Ready to commit to learn from your students about how and where they learn—and from whom?
Expand the educator community
You’re here to begin the journey of expanding the concept of educator and community in schools. The first step? Learn from your students about how and where they learn—and from whom.
Across this journey, you will be prompted to record your answers during some activities. You can record them or type them on your own device and save the files so you can come back to them later. If you see the option to take notes within the text boxes, you can print and/or email them to yourself at the end of the activity for your personal use. You can also access a digital download of this Experience Journey if you prefer.
Think of a time when you had a powerful and positive learning experience outside of school that no one at school knew about. Tell a story about that experience. Do your best to put yourself in that particular space and time and describe what precisely was happening that contributed to your experience. Feel free to use a first-person narrative if helpful.
Record your answers
Record your answers on your own device. You can refer back to them later.

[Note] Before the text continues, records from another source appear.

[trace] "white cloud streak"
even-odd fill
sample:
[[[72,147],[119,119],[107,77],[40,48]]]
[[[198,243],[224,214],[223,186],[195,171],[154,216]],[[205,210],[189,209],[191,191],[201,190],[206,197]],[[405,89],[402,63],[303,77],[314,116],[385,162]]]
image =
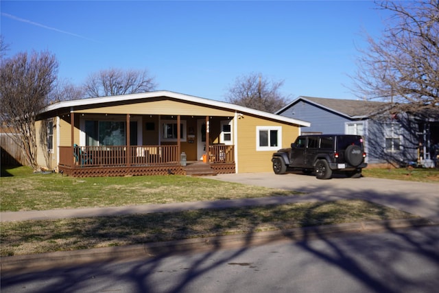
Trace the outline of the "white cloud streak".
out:
[[[28,23],[28,24],[29,24],[31,25],[35,25],[35,26],[37,26],[37,27],[43,27],[43,28],[46,29],[46,30],[53,30],[54,32],[59,32],[59,33],[61,33],[61,34],[68,34],[68,35],[70,35],[70,36],[75,36],[77,38],[83,38],[84,40],[91,40],[93,42],[96,42],[96,40],[95,40],[86,38],[86,37],[81,36],[80,34],[73,34],[73,33],[66,32],[66,31],[64,31],[64,30],[58,30],[58,29],[55,28],[55,27],[49,27],[47,25],[42,25],[41,23],[36,23],[36,22],[29,21],[28,19],[21,19],[20,17],[18,17],[18,16],[16,16],[14,15],[10,14],[8,14],[8,13],[1,12],[1,15],[3,16],[5,16],[5,17],[8,17],[9,19],[14,19],[14,21],[20,21],[20,22],[25,23]]]

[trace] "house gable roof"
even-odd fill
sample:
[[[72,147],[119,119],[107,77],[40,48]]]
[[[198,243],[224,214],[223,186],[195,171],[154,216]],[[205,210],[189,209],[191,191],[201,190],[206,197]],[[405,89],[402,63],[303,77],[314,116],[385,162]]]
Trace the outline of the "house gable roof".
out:
[[[148,99],[152,100],[157,97],[167,97],[175,100],[178,100],[182,102],[191,102],[198,104],[204,106],[216,107],[224,109],[231,110],[236,113],[246,113],[259,116],[266,119],[270,119],[272,120],[277,120],[282,122],[286,122],[291,124],[296,124],[300,126],[309,126],[309,122],[304,121],[302,120],[298,120],[292,118],[288,118],[284,116],[281,116],[276,114],[269,113],[258,110],[252,109],[241,106],[235,105],[233,104],[229,104],[224,102],[215,101],[213,99],[209,99],[202,97],[195,97],[192,95],[184,95],[181,93],[174,93],[168,91],[157,91],[147,93],[133,93],[129,95],[122,95],[110,97],[99,97],[82,99],[75,99],[71,101],[60,102],[52,105],[47,106],[40,113],[40,115],[44,113],[48,113],[51,112],[57,112],[62,110],[69,110],[75,108],[94,108],[97,106],[104,106],[108,104],[112,104],[115,102],[147,102]],[[176,113],[177,115],[178,113]]]
[[[371,115],[379,112],[383,107],[389,105],[388,103],[383,102],[300,96],[277,111],[276,114],[282,113],[300,101],[305,101],[350,119],[368,118]]]

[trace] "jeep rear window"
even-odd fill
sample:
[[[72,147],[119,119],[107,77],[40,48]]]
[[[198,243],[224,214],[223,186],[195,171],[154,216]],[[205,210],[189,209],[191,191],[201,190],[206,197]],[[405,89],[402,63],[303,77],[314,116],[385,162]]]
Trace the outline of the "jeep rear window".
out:
[[[345,150],[351,145],[363,147],[363,139],[361,137],[337,137],[337,144],[339,150]]]
[[[322,137],[320,140],[320,148],[331,150],[332,142],[333,141],[333,137]]]
[[[308,137],[308,148],[318,148],[318,137]]]

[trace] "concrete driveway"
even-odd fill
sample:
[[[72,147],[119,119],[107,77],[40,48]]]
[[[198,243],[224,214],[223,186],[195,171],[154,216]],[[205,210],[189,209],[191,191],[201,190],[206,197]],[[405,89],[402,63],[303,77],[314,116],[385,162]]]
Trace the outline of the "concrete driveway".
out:
[[[212,179],[307,193],[304,200],[360,198],[439,222],[439,184],[343,176],[318,180],[311,175],[288,173],[220,174]]]

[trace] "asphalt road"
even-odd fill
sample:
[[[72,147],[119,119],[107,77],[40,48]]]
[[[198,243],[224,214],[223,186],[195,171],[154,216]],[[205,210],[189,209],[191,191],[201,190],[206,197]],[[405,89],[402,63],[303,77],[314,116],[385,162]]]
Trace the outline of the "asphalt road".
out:
[[[2,293],[423,292],[439,288],[439,226],[2,274]]]

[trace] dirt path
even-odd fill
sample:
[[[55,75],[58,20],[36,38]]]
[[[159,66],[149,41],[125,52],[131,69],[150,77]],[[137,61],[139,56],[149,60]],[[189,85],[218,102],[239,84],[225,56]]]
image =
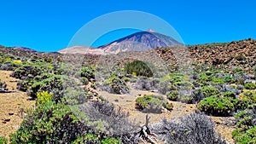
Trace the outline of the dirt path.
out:
[[[8,138],[20,127],[27,109],[33,107],[34,101],[27,101],[26,92],[16,89],[17,79],[9,77],[12,72],[0,71],[0,79],[7,84],[14,93],[0,93],[0,135]]]

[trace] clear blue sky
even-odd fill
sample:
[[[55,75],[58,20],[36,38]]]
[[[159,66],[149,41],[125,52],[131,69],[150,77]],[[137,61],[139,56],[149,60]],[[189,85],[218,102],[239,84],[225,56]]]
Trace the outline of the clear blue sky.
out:
[[[90,20],[118,10],[160,17],[185,44],[256,38],[255,0],[1,0],[0,44],[39,51],[66,48]]]

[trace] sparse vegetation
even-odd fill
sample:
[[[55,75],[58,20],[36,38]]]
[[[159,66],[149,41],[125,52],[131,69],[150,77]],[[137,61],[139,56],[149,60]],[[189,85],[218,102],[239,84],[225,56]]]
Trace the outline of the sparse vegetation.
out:
[[[199,110],[214,116],[230,116],[235,111],[234,104],[229,98],[210,96],[198,103]]]

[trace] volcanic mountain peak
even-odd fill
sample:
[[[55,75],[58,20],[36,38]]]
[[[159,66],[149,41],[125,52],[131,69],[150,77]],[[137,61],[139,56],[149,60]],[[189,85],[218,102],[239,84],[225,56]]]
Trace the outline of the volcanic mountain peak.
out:
[[[85,46],[73,46],[70,48],[63,49],[58,53],[61,54],[90,54],[90,55],[102,55],[103,50],[102,49],[96,49]]]
[[[154,30],[149,29],[148,32],[138,32],[98,48],[74,46],[58,52],[61,54],[108,55],[124,51],[143,51],[154,48],[179,44],[181,43],[172,37],[154,32]]]
[[[18,50],[22,50],[22,51],[37,52],[34,49],[29,49],[29,48],[24,48],[24,47],[13,47],[11,49],[18,49]]]
[[[104,49],[105,53],[116,54],[122,51],[143,51],[154,48],[181,44],[169,36],[151,32],[138,32],[113,41],[99,48]]]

Listen to the conversation
Karen Pittman, Atyani Howard, Carlo Ramirez-Truse
Taken from an episode of the Changing the Odds Remix podcast called “Why It’s Time to Humanize Teaching”, here we will listen to Karen Pittman, Atyani Howard, and Carlo Ramirez-Truse — two practitioners and a student — speak about humanizing education, how Carlo learns outside of the classroom, and his definition of “educator.”
Listen twice to what Karen, Atyani, and Carlo have to say. These repeated listens are essential to deepening your understanding, as we will be prompting you to listen with different “ears” or orientations.
- Carlo describes an educator as a “role model that will help you and educate you, not only on subjects that we learn at school, but I think subjects overall in life, too, and they are key figures in your life that guide you.” With this description in mind, who were the educators for you as a learner beyond your classroom teachers?
- What would it have been like if Carlo’s academic teachers knew how he approached learning in this instance?
- Remember Carlo’s description of an educator. With this description in mind, who might be the educators in your school or system?
- Think about how Carlo compares his experience with his soccer coach to his experience with his content area teachers. What do you notice?
- Think of a time that you learned from your students about what engages or motivates them. Describe it, including the context and the concrete behaviors of both students and teachers.
Now that you have reflected, told a bit of your own story, and learned from other educators, use this template to capture your learnings and concrete implications for your craft.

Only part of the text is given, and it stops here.